You can also aggregate your data using a suite of aggregation functions: AVG, COUNT, MAX, MIN, SUM, and more. To get the average of each subset of data, use the GROUP BY clause. The attribute you group by must be a selected column. To filter data based on aggregations, use the HAVING clause. The following are some examples:

/* Get the average age across all people. */
SELECT AVG(age) FROM Person;

/* Get the number of people in each age group. */
SELECT COUNT(*), age
    FROM Person
    GROUP BY age;

/* Get the age groups with more than 10 people in them. */
SELECT COUNT(*) AS num, age
    FROM Person
    GROUP BY age
    HAVING num > 10;

Joins

Given multiple tables, it may be beneficial to combine tables on some common attribute.

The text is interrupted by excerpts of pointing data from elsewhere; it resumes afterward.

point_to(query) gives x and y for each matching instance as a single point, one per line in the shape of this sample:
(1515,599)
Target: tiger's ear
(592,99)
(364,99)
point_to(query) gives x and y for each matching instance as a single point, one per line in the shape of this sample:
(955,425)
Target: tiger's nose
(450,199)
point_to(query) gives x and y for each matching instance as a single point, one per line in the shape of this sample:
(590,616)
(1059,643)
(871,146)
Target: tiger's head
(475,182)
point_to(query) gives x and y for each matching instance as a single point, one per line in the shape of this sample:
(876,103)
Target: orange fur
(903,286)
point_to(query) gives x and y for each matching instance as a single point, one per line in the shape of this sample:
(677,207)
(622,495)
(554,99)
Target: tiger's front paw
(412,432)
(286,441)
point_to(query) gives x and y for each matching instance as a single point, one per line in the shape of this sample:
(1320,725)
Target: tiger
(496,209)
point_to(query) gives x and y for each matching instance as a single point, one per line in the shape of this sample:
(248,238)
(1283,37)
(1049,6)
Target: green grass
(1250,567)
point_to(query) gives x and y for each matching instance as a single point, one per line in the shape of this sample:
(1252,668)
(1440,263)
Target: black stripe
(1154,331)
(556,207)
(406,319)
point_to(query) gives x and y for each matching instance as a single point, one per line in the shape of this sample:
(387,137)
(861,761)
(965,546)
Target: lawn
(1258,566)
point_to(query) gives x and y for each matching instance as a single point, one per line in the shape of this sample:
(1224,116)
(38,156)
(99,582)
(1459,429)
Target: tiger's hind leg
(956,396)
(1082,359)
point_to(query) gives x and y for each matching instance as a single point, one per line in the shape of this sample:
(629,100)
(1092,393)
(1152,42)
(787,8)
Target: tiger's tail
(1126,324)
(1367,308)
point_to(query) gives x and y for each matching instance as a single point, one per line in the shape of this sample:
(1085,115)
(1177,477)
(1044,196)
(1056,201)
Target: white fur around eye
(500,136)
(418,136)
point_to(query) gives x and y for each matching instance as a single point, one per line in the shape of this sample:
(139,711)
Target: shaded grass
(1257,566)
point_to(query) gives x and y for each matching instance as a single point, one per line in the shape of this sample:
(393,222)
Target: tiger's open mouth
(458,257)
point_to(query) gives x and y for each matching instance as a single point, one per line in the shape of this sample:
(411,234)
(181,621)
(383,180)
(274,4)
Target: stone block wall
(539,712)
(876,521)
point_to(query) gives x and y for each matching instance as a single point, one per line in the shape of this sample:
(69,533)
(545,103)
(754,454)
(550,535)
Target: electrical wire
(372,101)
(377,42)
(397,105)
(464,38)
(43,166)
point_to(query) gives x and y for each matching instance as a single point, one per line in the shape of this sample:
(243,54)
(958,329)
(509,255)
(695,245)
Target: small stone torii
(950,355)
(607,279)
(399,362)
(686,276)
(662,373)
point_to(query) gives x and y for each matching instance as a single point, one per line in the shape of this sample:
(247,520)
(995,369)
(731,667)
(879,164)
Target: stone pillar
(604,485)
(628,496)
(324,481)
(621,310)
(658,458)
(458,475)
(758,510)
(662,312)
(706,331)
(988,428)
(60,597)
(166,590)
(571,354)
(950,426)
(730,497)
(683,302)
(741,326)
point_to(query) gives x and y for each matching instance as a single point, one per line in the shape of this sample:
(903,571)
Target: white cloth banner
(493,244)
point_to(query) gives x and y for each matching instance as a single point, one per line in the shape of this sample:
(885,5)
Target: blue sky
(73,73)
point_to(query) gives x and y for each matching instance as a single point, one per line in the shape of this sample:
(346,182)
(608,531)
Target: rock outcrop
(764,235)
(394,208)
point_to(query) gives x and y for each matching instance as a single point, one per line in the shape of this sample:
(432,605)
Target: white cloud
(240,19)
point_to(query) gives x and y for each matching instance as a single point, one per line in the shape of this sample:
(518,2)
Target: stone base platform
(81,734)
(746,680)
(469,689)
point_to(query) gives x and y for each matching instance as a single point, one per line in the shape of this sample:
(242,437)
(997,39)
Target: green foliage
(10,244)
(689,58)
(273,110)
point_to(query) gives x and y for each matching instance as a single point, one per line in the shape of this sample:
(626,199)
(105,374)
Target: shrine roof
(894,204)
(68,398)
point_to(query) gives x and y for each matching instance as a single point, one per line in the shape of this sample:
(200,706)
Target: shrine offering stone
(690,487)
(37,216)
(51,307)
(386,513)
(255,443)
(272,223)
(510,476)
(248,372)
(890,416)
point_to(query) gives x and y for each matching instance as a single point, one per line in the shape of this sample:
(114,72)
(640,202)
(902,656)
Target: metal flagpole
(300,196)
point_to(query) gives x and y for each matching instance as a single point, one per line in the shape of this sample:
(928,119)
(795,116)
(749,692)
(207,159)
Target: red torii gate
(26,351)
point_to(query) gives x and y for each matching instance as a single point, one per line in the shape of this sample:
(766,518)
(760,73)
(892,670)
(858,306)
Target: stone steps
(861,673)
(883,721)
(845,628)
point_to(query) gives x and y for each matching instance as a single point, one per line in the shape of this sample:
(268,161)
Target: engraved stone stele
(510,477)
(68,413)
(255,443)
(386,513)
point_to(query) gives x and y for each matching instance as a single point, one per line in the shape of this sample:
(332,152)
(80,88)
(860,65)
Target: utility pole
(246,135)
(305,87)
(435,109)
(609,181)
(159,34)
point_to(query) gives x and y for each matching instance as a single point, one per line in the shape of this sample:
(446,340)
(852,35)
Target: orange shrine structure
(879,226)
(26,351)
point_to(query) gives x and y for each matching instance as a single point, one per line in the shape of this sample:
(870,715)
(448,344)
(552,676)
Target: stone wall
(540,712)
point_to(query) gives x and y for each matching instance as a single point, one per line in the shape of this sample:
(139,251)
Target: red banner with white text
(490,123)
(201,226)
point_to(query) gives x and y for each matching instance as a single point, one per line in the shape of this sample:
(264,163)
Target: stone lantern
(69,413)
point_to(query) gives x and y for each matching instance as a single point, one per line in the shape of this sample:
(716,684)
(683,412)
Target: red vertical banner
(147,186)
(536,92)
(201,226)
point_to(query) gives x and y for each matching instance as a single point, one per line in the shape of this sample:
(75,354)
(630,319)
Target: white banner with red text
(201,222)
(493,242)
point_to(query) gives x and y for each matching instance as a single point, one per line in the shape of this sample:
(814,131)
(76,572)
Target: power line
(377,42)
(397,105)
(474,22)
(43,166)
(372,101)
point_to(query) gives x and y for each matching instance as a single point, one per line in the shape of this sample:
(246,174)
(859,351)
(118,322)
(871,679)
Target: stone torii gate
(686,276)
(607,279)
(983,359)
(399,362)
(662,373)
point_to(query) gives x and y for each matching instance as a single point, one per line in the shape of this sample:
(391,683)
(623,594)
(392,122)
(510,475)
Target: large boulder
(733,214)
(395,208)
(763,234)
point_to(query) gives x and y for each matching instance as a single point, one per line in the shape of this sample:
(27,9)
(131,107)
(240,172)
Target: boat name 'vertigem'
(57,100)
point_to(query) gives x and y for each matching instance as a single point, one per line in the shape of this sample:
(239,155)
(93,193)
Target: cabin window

Given the Cat and Person relations above, it might be useful to join the Person(id) attribute with the Cat(owner_id) attribute. To do so, SQL exposes a number of JOIN operations, each one preserving a different amount of data on either side of the join.

We'll focus on CROSS JOIN and INNER JOIN. The CROSS JOIN returns every possible combination of rows from the left and right table combined. If the left table had \(m\) rows, and right right \(n\) rows, expect to have \(mn\) rows in the joined table. An example is below:

-- Get all pairs of people and cats
SELECT * FROM Person, Cat;

The INNER JOIN returns pairs of rows that share some common attribute. If a row on one of the two tables has no corresponding match in the other table, then it will simply not be included in the result. Other joins (LEFT JOIN, RIGHT JOIN, OUTER JOIN) will include elements with no matches. An example is below:

-- Get all owners and pets together
SELECT * FROM Person INNER JOIN Cat ON Person.id = Cat.owner_id;

The NATURAL (INNER) JOIN is an INNER JOIN that infers the columns that should be joined on.

Set Operations

Given the results of multiple subqueries, SQL allows you to combine the results using set operations. The UNION (ALL) operator adds the two result sets together, returning rows that are in either set (adding ALL preserves duplicates). The INTERSECT operator intersects the result sets, returning rows that are in both sets. The MINUS operator returns rows that are in the first set, but not the second. An example of how to use one of these operators is below:

-- Gets everybody below 10 years of age and above 18 years of age.
(SELECT *
    FROM Person
    WITH age < 10)
UNION -- Add the top set to the bottom set
(SELECT *
    FROM Person
    WITH age > 18)

Subqueries

Sometimes for very complex queries, it is helpful to break a query up into several smaller queries, then combine their results. This is achievable using SQL subqueries, which can be nested inside of a SELECT, INSERT, UPDATE, or DELETE statement by enclosing the subquery with parentheses. For example:

(SELECT * FROM Person WITH age == (
    SELECT MAX(age) FROM Person
));

It is often helpful to avoid nesting by naming the subqueries:

WITH maximum_age(age) AS (SELECT MAX(age) FROM Person)
SELECT * FROM Person WITH age == maximum_age.age;

Where to now?

There is a whole host of advanced SQL functions, including views, triggers, indices, functions, recursion, and more. Depending on the system you are using or building, a different set of these features may be available at varying levels of fidelity. For reference on what might be available, peruse the PostgreSQL documentation!